The thing is, I was already a successful journalist and writer. I interviewed some pretty cool folks, back in the day, and managed a scoop or two. I had hundreds of news reports and features published in newspapers around the world, and I had done both Web and magazine work. Heck, I wrote a non-fiction book on small business technology in 2002. But fiction, to my mind, was different in a kind of scary way. I could write non-fiction, sure, but the materials were already right there. Creating an actual story out of whole cloth was just too daunting.
Yet there were still ideas for plot and character that stuck with me, even as the idea of a role-playing game fell by the wayside. Years later, with more experience under my belt and perhaps a hint of maturity, I began to wonder whether I could actually write a novel. The question was how. I had no formal fiction writing training. I was rather fuzzy about concepts like character development, narrative arc, whatever. I’ll admit to even Googling some of the finer points.
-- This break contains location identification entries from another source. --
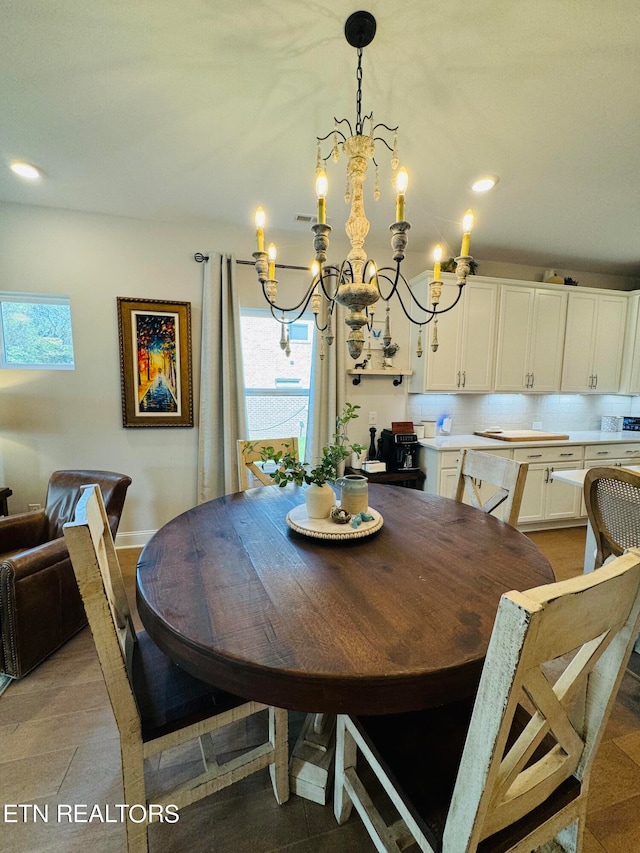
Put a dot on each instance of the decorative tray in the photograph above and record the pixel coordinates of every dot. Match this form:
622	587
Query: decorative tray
324	528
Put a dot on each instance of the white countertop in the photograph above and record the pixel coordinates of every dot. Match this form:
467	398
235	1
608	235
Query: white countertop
456	442
575	477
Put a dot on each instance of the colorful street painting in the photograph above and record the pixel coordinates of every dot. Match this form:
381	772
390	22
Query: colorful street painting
156	349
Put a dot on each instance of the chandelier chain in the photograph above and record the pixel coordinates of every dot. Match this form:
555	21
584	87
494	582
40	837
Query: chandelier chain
359	95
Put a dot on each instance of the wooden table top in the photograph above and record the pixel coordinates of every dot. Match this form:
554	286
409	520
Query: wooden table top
395	622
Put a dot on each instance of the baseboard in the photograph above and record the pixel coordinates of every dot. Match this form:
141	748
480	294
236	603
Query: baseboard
136	539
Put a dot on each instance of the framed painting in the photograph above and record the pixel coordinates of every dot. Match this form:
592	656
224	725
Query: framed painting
155	363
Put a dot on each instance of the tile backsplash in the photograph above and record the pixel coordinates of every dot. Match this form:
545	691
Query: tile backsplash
471	412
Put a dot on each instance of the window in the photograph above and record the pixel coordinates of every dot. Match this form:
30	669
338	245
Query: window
35	331
276	385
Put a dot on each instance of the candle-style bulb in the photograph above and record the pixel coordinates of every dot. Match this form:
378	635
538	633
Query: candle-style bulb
437	257
272	253
402	182
259	220
321	191
467	225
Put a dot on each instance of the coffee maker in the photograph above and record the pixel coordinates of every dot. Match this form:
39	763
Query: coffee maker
399	450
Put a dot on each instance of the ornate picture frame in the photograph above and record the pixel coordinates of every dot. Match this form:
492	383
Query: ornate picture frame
155	362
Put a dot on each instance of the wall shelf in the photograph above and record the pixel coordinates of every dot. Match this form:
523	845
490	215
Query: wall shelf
388	371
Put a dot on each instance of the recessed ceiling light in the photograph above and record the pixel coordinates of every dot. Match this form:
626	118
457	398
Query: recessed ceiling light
25	170
487	182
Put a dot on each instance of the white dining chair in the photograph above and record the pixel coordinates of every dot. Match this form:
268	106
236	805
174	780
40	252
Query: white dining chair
157	704
507	476
510	771
612	499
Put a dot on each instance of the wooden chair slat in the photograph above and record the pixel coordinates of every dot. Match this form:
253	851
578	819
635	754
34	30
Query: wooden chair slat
97	570
507	476
549	681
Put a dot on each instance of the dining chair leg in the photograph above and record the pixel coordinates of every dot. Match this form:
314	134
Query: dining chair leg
346	753
279	737
134	792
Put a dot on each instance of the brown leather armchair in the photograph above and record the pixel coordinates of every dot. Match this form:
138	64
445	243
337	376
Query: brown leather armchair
40	605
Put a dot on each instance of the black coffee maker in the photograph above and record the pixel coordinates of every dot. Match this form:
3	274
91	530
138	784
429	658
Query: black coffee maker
399	450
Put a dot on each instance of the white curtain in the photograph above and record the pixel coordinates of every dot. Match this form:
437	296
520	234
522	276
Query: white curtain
327	396
222	411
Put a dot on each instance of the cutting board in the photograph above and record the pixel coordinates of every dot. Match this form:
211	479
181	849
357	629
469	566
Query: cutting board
521	435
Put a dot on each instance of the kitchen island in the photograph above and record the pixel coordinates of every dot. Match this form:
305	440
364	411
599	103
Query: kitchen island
547	502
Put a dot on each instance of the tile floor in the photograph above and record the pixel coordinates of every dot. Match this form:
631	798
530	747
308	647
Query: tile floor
60	746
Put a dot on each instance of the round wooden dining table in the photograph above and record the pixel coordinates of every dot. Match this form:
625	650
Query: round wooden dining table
396	621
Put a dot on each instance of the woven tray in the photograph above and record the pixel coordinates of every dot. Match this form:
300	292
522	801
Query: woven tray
324	528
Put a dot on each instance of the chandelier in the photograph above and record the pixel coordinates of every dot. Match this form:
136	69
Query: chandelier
357	283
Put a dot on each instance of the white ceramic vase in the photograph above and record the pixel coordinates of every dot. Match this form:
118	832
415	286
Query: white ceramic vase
319	500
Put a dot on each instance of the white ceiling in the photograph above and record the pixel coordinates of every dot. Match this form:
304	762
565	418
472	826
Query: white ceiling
202	109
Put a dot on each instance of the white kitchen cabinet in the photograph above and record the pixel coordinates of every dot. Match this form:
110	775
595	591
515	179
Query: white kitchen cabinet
465	358
545	499
615	454
531	327
594	342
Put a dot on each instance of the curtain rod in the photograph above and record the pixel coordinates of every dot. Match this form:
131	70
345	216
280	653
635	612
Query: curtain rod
199	258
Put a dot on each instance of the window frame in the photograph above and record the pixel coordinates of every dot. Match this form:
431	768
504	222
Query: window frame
37	299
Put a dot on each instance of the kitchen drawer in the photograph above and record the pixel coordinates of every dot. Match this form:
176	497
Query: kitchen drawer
449	458
618	450
563	453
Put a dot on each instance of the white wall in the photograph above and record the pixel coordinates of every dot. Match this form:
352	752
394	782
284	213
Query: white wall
72	419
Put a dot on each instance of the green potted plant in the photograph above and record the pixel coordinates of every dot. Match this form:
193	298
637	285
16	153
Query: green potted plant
289	469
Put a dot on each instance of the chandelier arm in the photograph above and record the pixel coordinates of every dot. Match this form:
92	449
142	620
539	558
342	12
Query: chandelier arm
386	127
434	312
384	141
338	121
331	132
329	297
303	302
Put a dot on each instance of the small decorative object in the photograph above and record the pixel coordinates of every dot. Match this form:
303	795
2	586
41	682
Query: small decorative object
356	520
371	453
319	496
354	493
319	499
339	515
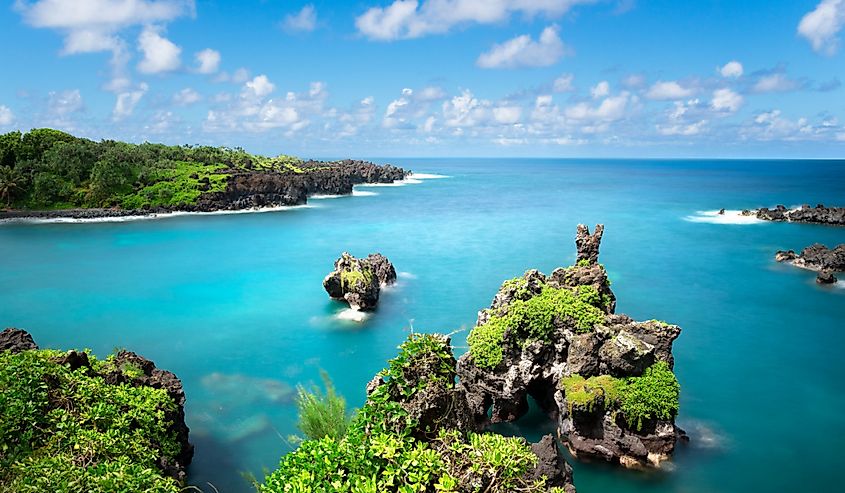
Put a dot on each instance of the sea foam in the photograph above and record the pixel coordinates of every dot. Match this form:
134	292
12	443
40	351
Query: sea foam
729	217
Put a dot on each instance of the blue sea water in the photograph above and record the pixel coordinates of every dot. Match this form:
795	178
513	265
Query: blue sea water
234	304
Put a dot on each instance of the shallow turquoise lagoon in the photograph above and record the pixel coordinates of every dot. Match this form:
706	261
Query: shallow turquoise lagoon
234	304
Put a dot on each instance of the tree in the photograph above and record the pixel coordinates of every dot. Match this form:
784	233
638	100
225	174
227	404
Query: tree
11	182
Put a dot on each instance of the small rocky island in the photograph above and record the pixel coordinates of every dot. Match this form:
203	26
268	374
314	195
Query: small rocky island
834	216
606	379
71	422
818	258
359	281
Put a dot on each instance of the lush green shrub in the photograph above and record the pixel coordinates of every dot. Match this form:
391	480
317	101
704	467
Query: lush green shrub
652	396
322	414
380	454
69	431
532	319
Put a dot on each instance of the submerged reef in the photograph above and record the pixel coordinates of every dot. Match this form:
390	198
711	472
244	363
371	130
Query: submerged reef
71	422
605	378
818	258
359	281
416	433
819	214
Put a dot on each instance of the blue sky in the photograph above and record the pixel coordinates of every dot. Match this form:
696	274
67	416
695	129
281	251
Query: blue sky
568	78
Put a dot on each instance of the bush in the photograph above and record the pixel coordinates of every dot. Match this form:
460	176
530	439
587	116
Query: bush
67	430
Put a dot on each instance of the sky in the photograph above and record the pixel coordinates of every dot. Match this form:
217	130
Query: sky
439	78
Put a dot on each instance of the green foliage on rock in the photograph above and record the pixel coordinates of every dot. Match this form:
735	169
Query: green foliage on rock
322	413
54	170
64	430
652	396
380	452
533	319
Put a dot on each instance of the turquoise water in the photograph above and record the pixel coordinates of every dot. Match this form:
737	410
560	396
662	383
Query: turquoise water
234	304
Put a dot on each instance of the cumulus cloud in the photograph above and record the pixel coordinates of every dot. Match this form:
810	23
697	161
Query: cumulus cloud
208	61
731	69
91	26
522	51
126	102
159	53
412	19
665	91
303	21
725	100
186	97
600	90
564	83
6	115
822	25
775	82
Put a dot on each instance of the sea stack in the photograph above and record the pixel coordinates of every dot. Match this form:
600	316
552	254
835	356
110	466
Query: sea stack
359	281
605	378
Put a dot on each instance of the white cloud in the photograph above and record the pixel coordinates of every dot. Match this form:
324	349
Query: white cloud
564	83
507	115
822	25
6	116
91	26
259	86
412	19
731	69
665	91
600	90
208	61
776	82
63	103
186	97
160	54
522	51
126	102
303	21
726	100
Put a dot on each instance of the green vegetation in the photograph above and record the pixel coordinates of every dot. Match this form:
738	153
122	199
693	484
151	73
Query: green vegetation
349	278
49	169
532	319
654	395
66	430
380	451
322	414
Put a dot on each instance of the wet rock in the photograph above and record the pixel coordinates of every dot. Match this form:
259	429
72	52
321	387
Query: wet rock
16	340
359	281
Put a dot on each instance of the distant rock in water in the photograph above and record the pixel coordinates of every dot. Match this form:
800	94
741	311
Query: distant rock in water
817	215
819	258
605	378
359	281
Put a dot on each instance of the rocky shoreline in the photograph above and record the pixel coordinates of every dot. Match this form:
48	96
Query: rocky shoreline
833	216
818	258
246	190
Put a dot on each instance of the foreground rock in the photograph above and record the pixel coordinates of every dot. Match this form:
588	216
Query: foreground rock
250	189
82	399
359	281
556	339
819	214
819	258
416	433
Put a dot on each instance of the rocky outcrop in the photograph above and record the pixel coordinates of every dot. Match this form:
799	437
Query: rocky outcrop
126	368
16	340
359	281
819	258
250	189
819	214
553	344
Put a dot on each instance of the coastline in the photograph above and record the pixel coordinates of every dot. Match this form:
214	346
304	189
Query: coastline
87	216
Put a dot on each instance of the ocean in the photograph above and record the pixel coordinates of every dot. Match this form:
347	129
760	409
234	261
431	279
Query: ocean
234	305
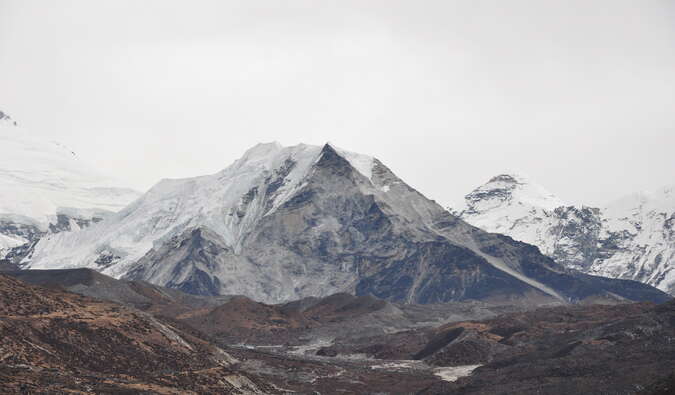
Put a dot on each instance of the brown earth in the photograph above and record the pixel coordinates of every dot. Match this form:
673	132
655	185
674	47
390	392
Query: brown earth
58	342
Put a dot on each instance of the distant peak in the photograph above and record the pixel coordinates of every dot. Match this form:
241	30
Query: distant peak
510	188
6	119
510	178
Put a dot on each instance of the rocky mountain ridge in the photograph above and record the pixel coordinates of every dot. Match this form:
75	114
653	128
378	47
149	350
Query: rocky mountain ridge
45	189
285	223
630	238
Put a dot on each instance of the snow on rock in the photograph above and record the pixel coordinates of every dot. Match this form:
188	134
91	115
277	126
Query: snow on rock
224	202
631	238
40	180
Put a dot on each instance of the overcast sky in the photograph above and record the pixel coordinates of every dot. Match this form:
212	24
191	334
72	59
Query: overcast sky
579	95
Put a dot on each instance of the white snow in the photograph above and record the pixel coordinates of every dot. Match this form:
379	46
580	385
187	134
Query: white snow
639	223
174	205
39	179
453	373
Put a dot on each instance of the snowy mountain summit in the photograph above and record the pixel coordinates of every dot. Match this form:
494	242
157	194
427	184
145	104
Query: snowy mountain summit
631	238
44	188
283	223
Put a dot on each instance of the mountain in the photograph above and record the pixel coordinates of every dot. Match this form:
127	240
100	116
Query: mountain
284	223
631	238
53	341
44	188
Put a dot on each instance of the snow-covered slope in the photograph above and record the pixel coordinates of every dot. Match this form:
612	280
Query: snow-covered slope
224	202
44	187
632	238
283	223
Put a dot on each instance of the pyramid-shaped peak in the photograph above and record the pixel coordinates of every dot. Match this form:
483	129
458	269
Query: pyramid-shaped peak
511	188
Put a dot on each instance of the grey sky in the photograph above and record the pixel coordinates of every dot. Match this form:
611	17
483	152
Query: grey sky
579	95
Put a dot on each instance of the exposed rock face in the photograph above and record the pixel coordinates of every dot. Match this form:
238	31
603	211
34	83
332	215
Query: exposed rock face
631	238
57	342
286	223
45	189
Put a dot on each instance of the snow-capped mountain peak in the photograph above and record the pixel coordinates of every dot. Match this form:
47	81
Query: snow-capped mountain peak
510	189
283	223
631	238
45	187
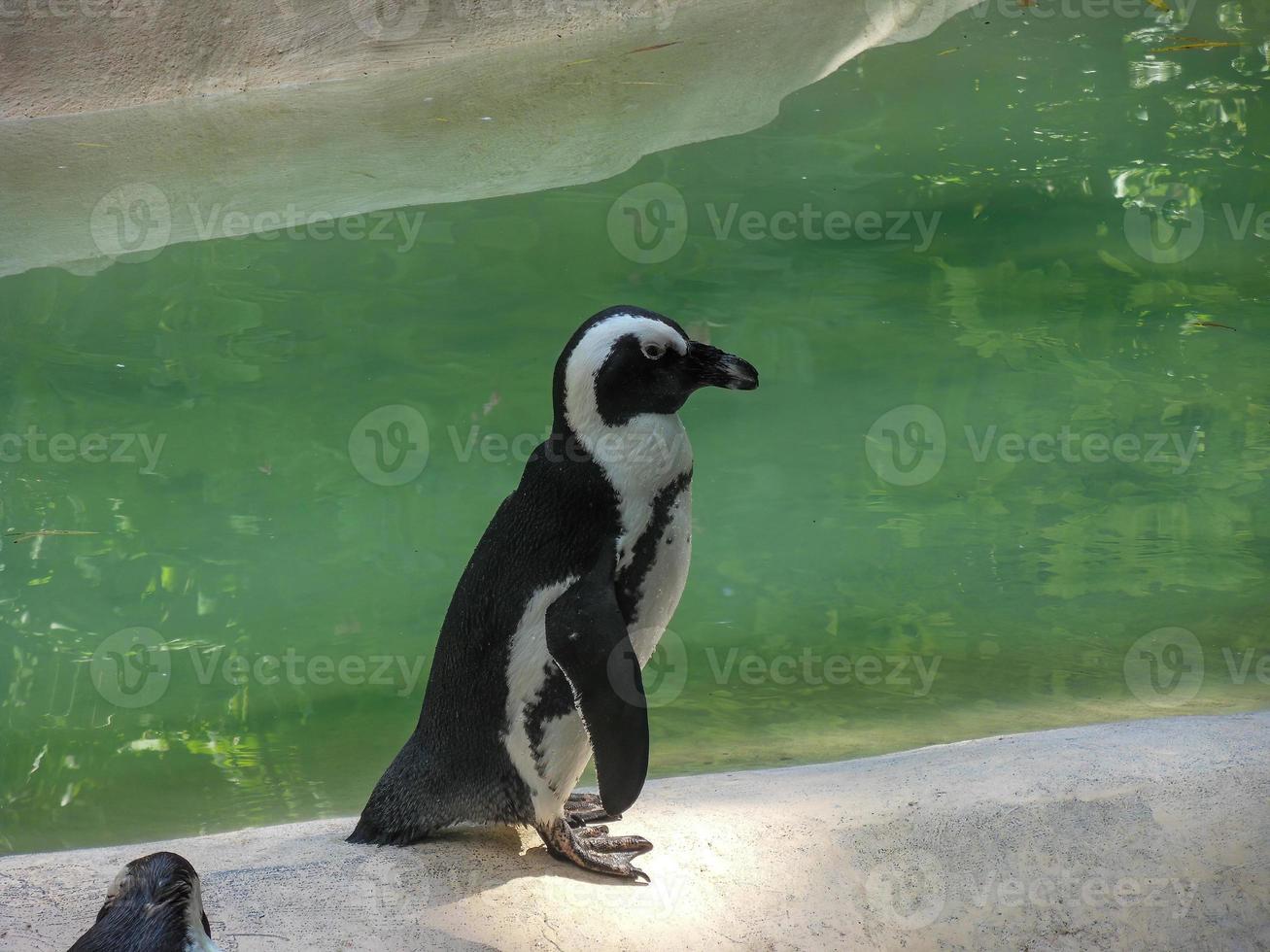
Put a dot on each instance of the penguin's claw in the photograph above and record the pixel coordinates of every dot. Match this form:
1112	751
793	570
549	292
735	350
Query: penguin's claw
583	809
595	851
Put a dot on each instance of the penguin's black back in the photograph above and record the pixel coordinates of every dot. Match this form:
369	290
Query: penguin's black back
455	766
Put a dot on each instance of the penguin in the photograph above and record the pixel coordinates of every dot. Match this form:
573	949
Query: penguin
155	904
538	663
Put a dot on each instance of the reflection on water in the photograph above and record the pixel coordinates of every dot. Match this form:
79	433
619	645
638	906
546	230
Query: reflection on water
1006	471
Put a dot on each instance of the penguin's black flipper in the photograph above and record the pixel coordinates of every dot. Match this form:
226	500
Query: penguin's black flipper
587	637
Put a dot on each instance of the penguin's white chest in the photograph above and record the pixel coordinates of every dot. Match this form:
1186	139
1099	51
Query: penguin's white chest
659	562
665	578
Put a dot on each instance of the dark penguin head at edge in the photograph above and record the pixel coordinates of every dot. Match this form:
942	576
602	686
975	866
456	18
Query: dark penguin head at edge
155	902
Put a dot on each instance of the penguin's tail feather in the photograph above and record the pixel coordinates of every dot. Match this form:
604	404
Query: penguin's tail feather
408	805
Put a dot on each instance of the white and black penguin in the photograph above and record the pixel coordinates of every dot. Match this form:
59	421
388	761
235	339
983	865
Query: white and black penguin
155	904
537	666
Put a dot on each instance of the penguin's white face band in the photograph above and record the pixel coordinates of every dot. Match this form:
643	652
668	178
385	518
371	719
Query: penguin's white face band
594	357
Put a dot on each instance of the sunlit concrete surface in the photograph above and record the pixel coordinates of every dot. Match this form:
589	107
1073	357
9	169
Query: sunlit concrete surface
86	189
1134	835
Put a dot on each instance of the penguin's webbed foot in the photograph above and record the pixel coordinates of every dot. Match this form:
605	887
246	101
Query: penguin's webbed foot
592	848
583	809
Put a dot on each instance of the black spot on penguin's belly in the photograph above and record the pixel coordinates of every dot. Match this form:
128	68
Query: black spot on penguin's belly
630	579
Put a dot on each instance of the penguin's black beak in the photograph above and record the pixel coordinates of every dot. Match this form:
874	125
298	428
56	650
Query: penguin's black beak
712	367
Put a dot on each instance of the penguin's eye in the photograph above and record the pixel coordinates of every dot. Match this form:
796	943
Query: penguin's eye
653	352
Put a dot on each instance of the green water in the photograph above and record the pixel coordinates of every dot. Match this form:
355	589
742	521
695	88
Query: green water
847	596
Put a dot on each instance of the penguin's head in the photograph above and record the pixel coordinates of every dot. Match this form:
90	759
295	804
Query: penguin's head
159	894
625	362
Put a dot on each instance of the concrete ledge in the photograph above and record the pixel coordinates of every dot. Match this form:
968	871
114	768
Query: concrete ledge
1146	834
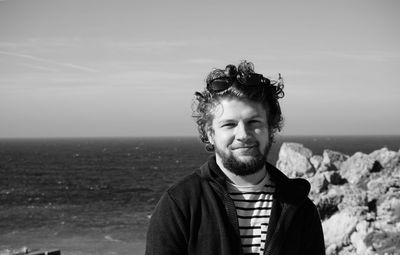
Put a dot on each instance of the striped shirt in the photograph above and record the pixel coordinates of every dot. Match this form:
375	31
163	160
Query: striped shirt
253	206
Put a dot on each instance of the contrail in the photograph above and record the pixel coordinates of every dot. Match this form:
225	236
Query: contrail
69	65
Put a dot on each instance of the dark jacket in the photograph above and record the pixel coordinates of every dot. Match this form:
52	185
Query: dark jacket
197	216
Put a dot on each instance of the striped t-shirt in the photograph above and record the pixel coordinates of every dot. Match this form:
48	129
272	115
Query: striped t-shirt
253	206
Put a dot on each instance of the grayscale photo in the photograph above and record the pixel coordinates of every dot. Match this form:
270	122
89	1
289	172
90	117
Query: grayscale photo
208	128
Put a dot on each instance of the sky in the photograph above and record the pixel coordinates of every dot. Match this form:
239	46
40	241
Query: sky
72	68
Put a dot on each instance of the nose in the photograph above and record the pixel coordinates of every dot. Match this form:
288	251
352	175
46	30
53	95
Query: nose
241	132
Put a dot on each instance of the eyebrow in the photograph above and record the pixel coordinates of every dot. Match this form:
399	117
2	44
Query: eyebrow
256	116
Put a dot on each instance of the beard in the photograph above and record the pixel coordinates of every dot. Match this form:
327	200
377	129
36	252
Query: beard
241	167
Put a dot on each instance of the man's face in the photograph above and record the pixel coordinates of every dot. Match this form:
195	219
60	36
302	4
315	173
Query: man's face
240	135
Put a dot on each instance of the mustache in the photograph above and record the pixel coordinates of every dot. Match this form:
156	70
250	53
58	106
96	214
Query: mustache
245	145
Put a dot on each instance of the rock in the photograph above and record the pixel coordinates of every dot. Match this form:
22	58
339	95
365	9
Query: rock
380	185
332	160
387	159
384	242
333	177
355	200
327	204
294	160
318	183
338	229
358	167
388	208
357	197
316	161
358	238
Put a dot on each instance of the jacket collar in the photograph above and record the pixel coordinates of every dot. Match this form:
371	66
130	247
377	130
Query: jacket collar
292	191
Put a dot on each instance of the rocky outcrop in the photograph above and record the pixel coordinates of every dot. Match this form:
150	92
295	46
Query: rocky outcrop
294	160
357	196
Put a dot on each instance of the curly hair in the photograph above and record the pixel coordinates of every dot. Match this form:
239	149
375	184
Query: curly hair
266	92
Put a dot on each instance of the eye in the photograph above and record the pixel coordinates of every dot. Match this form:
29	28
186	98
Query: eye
228	125
256	122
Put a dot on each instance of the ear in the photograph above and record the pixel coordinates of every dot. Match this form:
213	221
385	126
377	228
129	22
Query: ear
210	134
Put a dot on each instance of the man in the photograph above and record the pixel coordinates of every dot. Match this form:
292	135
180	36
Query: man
237	203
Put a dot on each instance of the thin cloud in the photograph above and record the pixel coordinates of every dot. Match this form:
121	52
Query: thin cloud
43	60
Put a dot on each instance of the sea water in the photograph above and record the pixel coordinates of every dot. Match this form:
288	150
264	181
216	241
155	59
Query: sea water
95	196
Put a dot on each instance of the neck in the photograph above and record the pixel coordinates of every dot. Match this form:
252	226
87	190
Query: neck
245	180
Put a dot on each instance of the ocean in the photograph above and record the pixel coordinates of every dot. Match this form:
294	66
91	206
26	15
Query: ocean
96	195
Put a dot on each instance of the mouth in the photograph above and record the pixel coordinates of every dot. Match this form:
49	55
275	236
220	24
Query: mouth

But there was one thing I knew how to do: ask questions. It put food on the table for nearly 20 years, after all. So I took those basic journalistic questions — who, what, when, where, why, how — and started applying them to the vague ideas I had about a novel.
And it worked. Who’s aiding the super-evil antagonist? How do frigates keep air and gravity in space? Where would you go to obtain the alchemical essence of Jupiter itself? Why would someone want to try mining on Mars? When should things really hit the fan, and to what degree? Each answer begat more questions, more ideas. It was a massive positive feedback loop.
Call it the journalistic method of writing fiction. From the basic “elevator pitch” through the details of each scene, I’ve repeated those questions over and over. It’s forced discipline on me as a writer, and a certain rigor and continuity in the novel’s plot, characters and setting.
Not bad for an old wire service hack, I suppose.